The small startup has recently brought on a full-time data scientist to figure out localized ETA down to minutes for any given meal in San Francisco and Berkeley.
“Having our own in-house, our model is so specific to our needs that it just makes more sense to build our own,” Tsui says. “I think that’s worth waiting.”
Including past data into prediction models, Tsui says he uses
system as the most accurate and helpful tool for predicting food delivery ETA.
“It computes these data subsets called ‘Trees’ and then out of all the ‘Trees’ that get calculated, we pick the one we want,” he says. “It takes a little bit longer to compute, but it’s the best out there for this.”
Because of SpoonRocket’s already quick turnaround times, users come back and order more than once a week–beating the average food service benchmark.
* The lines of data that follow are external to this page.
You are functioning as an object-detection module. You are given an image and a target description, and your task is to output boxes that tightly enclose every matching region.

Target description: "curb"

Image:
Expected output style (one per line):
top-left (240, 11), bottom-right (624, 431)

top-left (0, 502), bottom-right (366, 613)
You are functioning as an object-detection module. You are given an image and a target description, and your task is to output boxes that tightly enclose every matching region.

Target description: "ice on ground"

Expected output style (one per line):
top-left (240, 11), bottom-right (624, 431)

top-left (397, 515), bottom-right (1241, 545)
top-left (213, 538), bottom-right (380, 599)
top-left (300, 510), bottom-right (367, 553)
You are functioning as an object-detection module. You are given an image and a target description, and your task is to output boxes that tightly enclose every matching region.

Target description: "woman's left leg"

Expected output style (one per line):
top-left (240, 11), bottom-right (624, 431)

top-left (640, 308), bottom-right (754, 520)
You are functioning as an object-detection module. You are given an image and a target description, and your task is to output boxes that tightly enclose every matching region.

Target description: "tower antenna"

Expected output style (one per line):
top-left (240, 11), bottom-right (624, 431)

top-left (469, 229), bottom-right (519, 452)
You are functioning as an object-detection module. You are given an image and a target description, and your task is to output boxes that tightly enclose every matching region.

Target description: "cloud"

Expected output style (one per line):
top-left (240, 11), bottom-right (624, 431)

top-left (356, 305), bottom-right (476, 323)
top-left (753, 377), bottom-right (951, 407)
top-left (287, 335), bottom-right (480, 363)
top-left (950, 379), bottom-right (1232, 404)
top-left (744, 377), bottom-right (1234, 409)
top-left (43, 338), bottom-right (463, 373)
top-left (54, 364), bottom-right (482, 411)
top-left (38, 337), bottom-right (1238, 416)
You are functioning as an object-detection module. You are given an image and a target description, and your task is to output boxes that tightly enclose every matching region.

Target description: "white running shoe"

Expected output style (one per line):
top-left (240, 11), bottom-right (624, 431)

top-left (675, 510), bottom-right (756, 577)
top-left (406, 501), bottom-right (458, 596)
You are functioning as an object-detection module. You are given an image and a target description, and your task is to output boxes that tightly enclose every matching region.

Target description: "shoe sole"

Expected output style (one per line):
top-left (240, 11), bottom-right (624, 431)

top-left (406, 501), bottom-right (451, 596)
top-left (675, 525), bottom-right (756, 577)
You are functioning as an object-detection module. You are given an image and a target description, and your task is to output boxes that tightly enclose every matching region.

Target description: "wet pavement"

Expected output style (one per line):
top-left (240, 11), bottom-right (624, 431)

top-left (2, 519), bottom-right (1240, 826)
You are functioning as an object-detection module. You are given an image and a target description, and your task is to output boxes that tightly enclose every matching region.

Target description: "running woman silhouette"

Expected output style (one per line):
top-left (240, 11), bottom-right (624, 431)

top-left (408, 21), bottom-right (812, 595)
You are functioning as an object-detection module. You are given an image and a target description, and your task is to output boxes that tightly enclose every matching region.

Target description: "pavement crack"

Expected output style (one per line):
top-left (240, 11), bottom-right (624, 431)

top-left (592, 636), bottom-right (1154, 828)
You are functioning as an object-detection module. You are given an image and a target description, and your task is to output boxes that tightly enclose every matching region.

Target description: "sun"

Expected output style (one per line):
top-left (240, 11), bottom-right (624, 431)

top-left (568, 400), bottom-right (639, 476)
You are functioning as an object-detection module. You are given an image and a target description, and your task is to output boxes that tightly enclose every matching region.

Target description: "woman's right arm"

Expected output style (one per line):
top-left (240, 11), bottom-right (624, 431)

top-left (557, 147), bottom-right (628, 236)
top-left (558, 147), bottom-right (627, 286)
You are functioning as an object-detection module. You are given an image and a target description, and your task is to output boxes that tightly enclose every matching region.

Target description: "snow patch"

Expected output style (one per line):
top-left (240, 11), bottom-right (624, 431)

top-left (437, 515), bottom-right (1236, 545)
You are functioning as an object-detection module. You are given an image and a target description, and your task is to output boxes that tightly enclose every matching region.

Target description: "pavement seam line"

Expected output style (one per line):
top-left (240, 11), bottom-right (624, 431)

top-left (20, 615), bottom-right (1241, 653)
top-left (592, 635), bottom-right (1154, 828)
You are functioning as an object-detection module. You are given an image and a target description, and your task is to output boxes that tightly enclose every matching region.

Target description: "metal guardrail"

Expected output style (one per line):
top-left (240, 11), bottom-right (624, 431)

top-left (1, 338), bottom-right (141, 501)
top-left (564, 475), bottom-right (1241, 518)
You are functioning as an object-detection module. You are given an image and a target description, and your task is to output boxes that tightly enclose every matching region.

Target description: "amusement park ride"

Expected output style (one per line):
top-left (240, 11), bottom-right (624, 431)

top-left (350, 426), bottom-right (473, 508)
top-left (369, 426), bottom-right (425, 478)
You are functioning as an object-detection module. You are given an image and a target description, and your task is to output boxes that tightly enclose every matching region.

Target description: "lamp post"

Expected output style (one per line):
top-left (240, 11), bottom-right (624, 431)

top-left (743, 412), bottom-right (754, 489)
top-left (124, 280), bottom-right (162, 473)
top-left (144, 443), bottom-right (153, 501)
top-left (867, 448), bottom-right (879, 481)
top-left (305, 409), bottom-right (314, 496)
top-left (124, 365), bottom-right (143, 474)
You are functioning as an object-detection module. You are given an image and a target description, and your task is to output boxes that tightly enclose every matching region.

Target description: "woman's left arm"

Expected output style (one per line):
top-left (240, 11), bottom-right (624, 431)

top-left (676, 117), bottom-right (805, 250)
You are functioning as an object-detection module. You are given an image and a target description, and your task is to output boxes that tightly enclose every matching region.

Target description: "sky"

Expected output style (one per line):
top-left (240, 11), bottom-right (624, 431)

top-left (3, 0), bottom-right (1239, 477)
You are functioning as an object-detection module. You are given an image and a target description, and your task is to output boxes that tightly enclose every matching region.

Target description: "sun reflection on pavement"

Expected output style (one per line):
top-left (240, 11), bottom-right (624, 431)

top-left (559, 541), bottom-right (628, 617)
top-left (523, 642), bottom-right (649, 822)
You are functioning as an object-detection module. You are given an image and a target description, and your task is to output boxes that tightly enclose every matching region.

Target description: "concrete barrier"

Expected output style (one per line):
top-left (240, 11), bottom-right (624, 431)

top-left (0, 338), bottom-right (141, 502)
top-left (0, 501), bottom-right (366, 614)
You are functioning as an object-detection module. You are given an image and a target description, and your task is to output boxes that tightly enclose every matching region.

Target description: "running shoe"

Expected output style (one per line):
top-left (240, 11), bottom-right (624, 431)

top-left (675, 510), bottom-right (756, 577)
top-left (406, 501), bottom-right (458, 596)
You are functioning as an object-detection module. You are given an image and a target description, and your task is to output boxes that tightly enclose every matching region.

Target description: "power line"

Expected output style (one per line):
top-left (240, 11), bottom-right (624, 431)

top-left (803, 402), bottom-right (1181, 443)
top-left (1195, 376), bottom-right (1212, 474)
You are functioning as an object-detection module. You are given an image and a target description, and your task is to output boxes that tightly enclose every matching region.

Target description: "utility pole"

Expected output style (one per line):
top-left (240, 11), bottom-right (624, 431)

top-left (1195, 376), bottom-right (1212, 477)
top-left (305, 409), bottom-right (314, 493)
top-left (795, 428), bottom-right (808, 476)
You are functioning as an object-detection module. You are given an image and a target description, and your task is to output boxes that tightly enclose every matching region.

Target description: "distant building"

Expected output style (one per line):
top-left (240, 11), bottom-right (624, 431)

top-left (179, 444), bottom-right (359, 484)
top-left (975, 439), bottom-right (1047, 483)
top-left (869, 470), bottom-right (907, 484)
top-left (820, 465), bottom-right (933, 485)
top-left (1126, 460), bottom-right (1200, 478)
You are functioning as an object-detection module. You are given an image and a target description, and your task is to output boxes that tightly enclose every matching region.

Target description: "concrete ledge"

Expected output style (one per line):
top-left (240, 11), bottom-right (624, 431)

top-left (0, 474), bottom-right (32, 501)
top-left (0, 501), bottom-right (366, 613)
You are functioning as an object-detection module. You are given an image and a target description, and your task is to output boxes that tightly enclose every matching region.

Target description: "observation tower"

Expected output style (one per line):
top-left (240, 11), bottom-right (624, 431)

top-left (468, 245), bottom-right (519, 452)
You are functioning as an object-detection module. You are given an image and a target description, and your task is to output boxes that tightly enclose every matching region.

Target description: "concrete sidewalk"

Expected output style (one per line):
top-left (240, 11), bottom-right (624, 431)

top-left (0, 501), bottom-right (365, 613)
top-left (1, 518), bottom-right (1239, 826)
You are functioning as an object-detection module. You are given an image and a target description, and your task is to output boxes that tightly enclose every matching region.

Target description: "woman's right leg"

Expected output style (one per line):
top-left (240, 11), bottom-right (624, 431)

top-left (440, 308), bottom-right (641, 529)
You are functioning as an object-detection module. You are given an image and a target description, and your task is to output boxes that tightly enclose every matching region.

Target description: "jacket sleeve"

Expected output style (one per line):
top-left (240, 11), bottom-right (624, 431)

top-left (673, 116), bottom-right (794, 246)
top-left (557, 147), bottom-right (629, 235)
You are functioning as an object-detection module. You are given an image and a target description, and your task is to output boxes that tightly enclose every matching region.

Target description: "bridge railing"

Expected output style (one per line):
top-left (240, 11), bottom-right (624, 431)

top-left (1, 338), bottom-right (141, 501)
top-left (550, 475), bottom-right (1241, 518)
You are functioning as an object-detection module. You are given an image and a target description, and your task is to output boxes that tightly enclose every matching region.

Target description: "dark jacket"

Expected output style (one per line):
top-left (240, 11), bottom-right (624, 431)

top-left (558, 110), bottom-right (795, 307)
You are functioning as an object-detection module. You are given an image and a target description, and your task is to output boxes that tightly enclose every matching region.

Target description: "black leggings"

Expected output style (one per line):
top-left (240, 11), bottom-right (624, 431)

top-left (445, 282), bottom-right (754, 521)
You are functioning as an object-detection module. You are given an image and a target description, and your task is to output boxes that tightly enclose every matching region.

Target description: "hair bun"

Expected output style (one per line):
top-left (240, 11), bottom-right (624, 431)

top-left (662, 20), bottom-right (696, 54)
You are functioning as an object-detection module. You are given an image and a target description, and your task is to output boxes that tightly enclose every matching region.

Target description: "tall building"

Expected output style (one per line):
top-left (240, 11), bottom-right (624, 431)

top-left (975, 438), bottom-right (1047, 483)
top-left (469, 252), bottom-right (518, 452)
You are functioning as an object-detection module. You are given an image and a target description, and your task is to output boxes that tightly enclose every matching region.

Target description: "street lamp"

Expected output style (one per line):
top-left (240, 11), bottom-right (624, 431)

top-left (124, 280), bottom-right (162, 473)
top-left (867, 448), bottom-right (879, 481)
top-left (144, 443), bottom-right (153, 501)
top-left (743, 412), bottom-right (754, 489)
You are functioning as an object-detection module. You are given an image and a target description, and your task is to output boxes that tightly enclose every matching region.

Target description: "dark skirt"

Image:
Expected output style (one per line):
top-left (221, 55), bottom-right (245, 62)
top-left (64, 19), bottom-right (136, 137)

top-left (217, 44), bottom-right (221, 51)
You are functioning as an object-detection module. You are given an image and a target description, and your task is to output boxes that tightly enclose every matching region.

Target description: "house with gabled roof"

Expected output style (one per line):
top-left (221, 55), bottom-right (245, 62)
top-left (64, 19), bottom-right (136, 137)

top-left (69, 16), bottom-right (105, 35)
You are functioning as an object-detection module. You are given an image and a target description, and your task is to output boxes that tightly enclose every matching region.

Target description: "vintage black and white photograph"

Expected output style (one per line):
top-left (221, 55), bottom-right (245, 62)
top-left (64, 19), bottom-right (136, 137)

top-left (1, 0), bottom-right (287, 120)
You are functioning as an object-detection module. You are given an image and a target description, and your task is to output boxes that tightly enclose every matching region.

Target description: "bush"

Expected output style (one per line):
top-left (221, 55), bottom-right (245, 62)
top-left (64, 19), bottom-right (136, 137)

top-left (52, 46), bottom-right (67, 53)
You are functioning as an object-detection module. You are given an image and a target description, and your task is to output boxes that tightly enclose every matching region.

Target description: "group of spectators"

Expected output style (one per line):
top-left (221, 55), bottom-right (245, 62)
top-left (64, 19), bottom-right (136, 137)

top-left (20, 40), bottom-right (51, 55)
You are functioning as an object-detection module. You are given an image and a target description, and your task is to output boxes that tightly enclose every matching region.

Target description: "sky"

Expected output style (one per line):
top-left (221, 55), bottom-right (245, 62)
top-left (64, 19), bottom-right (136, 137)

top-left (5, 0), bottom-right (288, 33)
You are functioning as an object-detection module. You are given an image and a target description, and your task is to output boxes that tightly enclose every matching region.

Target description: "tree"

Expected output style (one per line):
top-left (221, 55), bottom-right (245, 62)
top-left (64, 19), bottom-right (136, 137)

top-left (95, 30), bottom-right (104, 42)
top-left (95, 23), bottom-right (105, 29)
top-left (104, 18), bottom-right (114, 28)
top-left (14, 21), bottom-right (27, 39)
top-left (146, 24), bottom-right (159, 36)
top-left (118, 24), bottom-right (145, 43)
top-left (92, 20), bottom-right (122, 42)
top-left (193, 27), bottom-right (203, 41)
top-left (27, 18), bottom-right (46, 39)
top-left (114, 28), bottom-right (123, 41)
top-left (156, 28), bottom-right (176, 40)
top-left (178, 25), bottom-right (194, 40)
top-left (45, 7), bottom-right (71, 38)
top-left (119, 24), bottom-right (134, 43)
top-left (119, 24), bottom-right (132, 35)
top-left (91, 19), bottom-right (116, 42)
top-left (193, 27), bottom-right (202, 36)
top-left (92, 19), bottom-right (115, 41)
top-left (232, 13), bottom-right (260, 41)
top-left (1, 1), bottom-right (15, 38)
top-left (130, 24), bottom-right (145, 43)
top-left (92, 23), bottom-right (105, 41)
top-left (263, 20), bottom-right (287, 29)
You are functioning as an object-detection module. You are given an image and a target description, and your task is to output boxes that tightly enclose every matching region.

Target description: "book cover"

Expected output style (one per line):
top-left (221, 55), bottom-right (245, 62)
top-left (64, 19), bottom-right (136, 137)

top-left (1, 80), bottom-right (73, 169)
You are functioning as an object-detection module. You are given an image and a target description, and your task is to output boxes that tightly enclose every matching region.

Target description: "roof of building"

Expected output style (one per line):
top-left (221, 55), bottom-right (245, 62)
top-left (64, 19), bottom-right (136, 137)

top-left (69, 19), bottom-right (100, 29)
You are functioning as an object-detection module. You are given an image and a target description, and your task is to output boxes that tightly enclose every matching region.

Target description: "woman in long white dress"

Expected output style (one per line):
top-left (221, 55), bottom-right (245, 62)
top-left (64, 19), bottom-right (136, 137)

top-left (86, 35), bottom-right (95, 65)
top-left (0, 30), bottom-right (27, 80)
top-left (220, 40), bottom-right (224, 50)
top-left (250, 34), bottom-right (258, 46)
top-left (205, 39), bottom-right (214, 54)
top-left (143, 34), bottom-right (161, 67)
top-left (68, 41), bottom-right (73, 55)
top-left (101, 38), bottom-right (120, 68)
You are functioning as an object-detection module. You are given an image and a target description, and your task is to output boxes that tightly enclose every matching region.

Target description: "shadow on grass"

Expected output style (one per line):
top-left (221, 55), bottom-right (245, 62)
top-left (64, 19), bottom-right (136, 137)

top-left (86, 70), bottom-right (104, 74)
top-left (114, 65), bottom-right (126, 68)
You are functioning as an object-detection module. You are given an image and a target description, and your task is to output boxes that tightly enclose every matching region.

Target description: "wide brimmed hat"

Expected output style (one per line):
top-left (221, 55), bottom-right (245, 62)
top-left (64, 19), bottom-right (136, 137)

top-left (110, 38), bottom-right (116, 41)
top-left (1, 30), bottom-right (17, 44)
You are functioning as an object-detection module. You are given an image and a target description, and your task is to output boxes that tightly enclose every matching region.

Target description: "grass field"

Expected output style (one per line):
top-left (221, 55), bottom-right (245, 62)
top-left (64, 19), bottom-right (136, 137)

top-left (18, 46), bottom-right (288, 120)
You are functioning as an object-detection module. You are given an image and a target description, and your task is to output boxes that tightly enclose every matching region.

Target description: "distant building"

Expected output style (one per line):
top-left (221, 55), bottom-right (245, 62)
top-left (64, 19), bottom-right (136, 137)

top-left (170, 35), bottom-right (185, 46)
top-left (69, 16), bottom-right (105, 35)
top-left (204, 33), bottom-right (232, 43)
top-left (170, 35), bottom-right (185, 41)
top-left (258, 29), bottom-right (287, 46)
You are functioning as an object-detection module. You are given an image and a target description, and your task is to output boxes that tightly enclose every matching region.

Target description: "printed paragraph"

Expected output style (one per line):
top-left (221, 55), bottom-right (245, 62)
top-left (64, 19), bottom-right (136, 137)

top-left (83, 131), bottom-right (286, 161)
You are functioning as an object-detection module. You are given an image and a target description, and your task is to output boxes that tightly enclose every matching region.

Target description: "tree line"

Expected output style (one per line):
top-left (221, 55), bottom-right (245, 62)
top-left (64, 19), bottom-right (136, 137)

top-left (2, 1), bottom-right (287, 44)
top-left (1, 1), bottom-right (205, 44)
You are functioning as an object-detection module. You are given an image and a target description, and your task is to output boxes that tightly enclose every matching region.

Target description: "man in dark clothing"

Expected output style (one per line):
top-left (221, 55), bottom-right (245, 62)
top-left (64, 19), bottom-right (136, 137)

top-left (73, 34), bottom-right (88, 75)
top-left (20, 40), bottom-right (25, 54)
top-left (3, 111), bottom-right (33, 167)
But in order for businesses big and small to get the right data, they need the right framework for the right price–which is what big data company Factual hopes to enable with GeoPulse Geotag.
This August, Factual will be rolling out a feature called Geopulse Geotag–built with Open Street Map data–which provides app developers access to the normalized interface of world-wide geography.
“It’s basically a reverse geocoder, but it’s more of an entity look-up that allows you to label all the digital assets created on your mobile phone,” VP of product Tyler Bell says. “And then once you have that data, you can run that through your machine learning, so it is really a large-scale geographic annotation engine.”
With a data stack baked down to 17 million U.S. places, Factual’s vast geo data has been a center point for back-end map functionality for companies like Microsoft and Yelp.
Enabling open-source mapping like Open Street Map, Factual gives a full, core data set to hang attributes so businesses don’t have to create their own databases.
With a database of about 70 million small businesses and landmarks in 50 countries, Factual uses its 1.3 billion location data points for contextual information–a big people and places dataset.
Bell, a former Yahoo geo data expert, says, previously, you had to have a fat wallet to purchase any type of map data. “Over the last 10 years, there’s been a growth in the creation of open source or largely open geographic datasets that don’t cost an arm and leg to create maps.”
Just a year ago, the thought of in-house mapping was overly ambitious, but in the next year I’d expect to see more full-time, specialized analysts, cheaper map data, less big-name proprietors, and more accurate ETAs–all quicker than you can say Moore’s Law.